Un entretien avec Edith Maruéjouls (04:21), docteure en géographie.
Le jeu constitue un espace essentiel où les enfants peuvent explorer la relation à l’autre, apprivoiser leurs émotions et expérimenter des conflits sans tomber dans la violence réelle. C'est un terrain d’apprentissage où l'enfant découvre et apprend petit à petit la coopération, la négociation, la prise en compte du point de vue de l'autre et le respect des limites. Soutenir le jeu crée les conditions d’un climat plus apaisé, où les enfants développent empathie, autonomie et capacité à vivre ensemble. Le jeu n’est donc pas un « plus » facultatif : c’est un levier central pour construire des environnements moins violents et plus inclusifs.
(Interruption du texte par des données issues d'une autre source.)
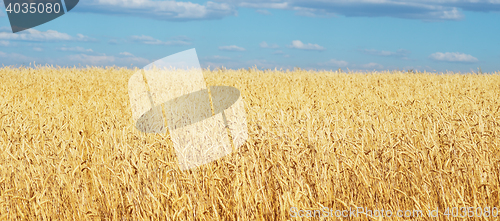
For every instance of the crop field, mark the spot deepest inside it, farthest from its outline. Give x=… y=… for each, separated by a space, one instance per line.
x=319 y=142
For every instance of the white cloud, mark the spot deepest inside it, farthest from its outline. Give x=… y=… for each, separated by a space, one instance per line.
x=372 y=65
x=265 y=45
x=231 y=48
x=398 y=53
x=35 y=35
x=75 y=49
x=126 y=53
x=4 y=43
x=153 y=41
x=92 y=59
x=335 y=62
x=106 y=60
x=453 y=57
x=216 y=58
x=263 y=12
x=299 y=45
x=161 y=10
x=426 y=10
x=14 y=57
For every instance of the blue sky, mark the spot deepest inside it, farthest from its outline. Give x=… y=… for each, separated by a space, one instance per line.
x=453 y=35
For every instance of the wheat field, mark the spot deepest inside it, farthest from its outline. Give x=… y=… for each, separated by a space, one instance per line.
x=318 y=141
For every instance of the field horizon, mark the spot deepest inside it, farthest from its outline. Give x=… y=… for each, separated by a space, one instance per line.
x=390 y=140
Pour que le jeu puisse vraiment se déployer, les enfants doivent se sentir suffisamment en sécurité, physiquement et psychiquement, pour oser imaginer, prendre des risques, se tromper, recommencer. Ils ont besoin d’un cadre contenant, d’adultes disponibles et soutenants qui observent sans diriger. Mais le jeu demande aussi du temps, un environnement stimulant qui permet le mouvement, la créativité, la transformation des objets.
A ces conditions, le jeu peut devenir un puissant outil de prévention des violences par la symbolisation des tensions éprouvées notamment, mais aussi parce qu'il permet un espace où chacun peut trouver sa place, et ce peu importe les performances scolaires, le genre, l'âge, favorisant ainsi une dynamique inclusive.